After finishing their tour supporting Boston Manor and Neck Deep, the world is Happydaze’s proverbial oyster. The band is a child of the pandemic, formed by Luke Bovill (vocals) and Pete Bunting (drums) in 2020, and after ‘months and months of zoom calls to write songs’ their debut EP dropped in 2021. ‘Full Free Radical’ is their sophomore release, described by Bovill as “electronic, emo-trap, Soundcloud-pop-punk music,” and like a rolling stone is gathering some serious critical acclaim and exposure as more and more folks tap into the band’s late-summer pop warmth. 

‘Faded’, the first single drop, “is about putting all your cards on the table and reaching a feeling of realising someone can bring you out of it, while exploring the uncertainty about the direction you should take.” It’s a song which expands like sonic ripples on water and holds the last syllable of “I don’t know what to do,” poised like a droplet. Yes, there’s electro samples and 1975 guitar moments, but also this classic pop punk longing for release over crashing drumbeats like landslides. ‘Coolblue’ is simultaneously a more mature and more immature second release; there’s something charmingly amateur about the chorus, like they’re just about to move away to hit the big time and leave their hometown behind. The melodic nihilism of ‘Full Free Radical’ is so appealing though, a desire to drift away through 90s low key guitar tiptoeing and endless drum loops.

There’s this sense of trying to capture elusive moments scattered throughout this EP, to find that certain something that’d hidden just out of comprehension. It’s a compelling emotional quest through forests of chiming electronic heartless chords and crumbling melodic mountains. ‘Heaven You Felt’ is far more of a ‘rock’ song than the rest of the EP and continues this tone with half-recognised samples like lyrics heard through a car radio. Combined with emo sensibilities and those trademark effortless drumbeats and Happydaze have hit a winner. 
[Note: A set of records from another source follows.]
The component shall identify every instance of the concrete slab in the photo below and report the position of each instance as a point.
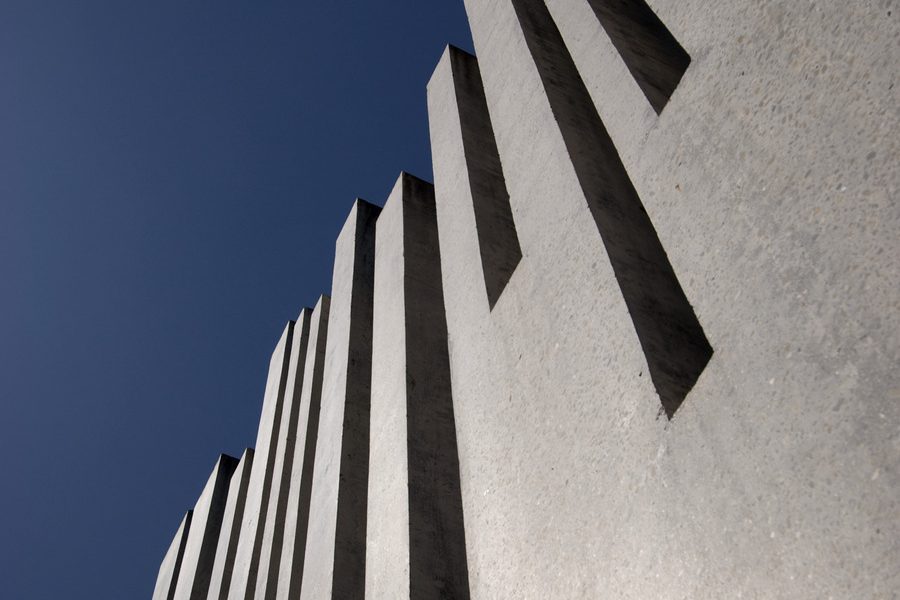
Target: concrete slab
(768, 177)
(169, 569)
(203, 539)
(243, 582)
(487, 199)
(232, 519)
(289, 574)
(273, 535)
(334, 563)
(415, 542)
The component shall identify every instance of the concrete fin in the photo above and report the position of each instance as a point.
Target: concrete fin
(229, 534)
(273, 536)
(243, 584)
(290, 573)
(206, 523)
(652, 54)
(170, 568)
(497, 239)
(672, 338)
(416, 538)
(334, 563)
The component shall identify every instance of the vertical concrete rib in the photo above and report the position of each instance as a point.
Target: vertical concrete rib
(290, 573)
(200, 549)
(335, 560)
(673, 341)
(170, 568)
(243, 583)
(231, 528)
(497, 239)
(273, 536)
(652, 54)
(416, 539)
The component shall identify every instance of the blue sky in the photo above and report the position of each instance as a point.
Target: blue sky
(173, 175)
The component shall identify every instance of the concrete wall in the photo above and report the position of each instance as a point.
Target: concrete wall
(246, 565)
(639, 341)
(170, 568)
(290, 572)
(334, 563)
(415, 540)
(763, 179)
(286, 437)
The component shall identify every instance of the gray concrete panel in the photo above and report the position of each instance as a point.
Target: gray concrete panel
(334, 563)
(206, 523)
(273, 536)
(232, 519)
(243, 582)
(769, 179)
(170, 568)
(497, 240)
(415, 542)
(290, 572)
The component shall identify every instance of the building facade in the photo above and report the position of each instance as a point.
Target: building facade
(639, 339)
The ‘Full Free Radical’ EP as an entire body of work is incredibly evocative, expanding a single moment or emotion then rolling around inside it to create interesting and intelligent sound. If they travelled back in time twenty five years, they could produce the most fantastic split with Jimmy Eat World, such is their lyrical verve, emotional honestly and tendency to pull notes out to their maximum on choruses. However, Happydaze are very much a band riding the current indie zeitgeist and seeing where the waves will take them. This is a tremendous second EP and sees the band at a tipping point into the ‘big time’ just before this year’s festival season, and the confetti of their sound is sure to scatter across the UK, if not the world.